Luigi Vittorio, educatore, e Milena, mamma di una bambina con sindrome di Down, discutono di disabilità e di molto altro ancora. E Milena dice che “grazie a questa esperienza, ho capito che c’è un tempo per ogni cosa, che chi ha l’opportunità di vivere la Vita e sa cogliere quello che ci riserva nel bene e nel male, cercando di trarne insegnamento, allora quella vita non l’ha sprecata. Mi piacerebbe che chiunque leggesse questa raccolta di lettere, ne traesse speranza, specialmente tutte quelle persone che soffrono nella solitudine. So benissimo che quando si soffre è difficile, anzi è raro, trovare qualcuno capace di ascoltare senza pietismi e senza condizioni. A me è successo.
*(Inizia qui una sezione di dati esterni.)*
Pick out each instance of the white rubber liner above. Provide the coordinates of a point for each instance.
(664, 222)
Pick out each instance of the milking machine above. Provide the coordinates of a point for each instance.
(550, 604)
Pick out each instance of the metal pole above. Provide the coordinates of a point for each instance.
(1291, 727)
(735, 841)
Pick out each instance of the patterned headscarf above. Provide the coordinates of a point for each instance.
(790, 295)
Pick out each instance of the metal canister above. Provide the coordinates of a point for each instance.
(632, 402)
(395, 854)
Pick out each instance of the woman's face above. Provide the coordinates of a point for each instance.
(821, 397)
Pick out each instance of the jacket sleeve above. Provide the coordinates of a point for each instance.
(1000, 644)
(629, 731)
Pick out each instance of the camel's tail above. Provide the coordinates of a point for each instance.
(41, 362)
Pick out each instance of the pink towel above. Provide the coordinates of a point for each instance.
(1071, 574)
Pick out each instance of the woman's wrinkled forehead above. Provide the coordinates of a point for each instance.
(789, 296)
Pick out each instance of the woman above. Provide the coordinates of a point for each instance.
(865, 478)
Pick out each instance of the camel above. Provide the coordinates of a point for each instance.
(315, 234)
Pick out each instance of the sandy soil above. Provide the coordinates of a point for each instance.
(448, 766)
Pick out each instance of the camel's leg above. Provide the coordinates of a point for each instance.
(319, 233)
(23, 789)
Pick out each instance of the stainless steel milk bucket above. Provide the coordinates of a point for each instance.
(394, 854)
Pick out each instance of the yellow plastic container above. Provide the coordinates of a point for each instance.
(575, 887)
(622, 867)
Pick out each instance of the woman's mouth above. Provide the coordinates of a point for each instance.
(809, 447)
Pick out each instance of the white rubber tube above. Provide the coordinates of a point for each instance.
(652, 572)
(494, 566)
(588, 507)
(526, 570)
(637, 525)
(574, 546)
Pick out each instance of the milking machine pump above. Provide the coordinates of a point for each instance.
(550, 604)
Sono riuscita a risalire la china della disperazione trovando, non so dove, la forza di raccontarmi a uno sconosciuto […] La cosa più bella che la Vita ci riserva è l’essenza che sappiamo trarre da ogni esperienza, dolorosa o felice che sia”.

Autori Vari
Come pinguini nel deserto
Tirrenia (PI), Del Cerro, 2005
La nascita di un bambino Down, le indagini prenatali, le dinamiche familiari e la vita di coppia, la gente, la scuola, i fratelli… Sono i temi che il libro affronta attraverso “storie personali variegate e caratterizzate da atteggiamenti spesso in apparenza contrastanti, frutto di un travaglio interiore fatto di gioia e dolore, preoccupazione e speranza, rifiuto e accettazione”. Così come il libro merita di essere letto con attenzione, merita di essere raccontato anche come è nato, come ricorda l’introduzione: “Alex, il fratello maggiore di un ragazzo di venticinque anni con sindrome di Down, ebbe l’idea di creare su Internet un sito dedicato a questa disabilità intellettiva […] che si è subito trasformato, da una delle fonti dove poter attingere informazioni sulla sindrome di Down, in un luogo virtuale dove condividere esperienze e soprattutto sentimenti, in un caffè virtuale sempre frequentato dove scambiare quattro chiacchiere fra amici, in un luogo informale insomma dove ci si può raccontare senza paura di essere giudicati e dove aprendosi alla condivisione del proprio vissuto si può scoprire di non essere soli a camminare in quel modo un po’ goffo e apparentemente fuori luogo, in un mondo apparentemente ostile in cui ci si sente un po’ come pinguini nel deserto.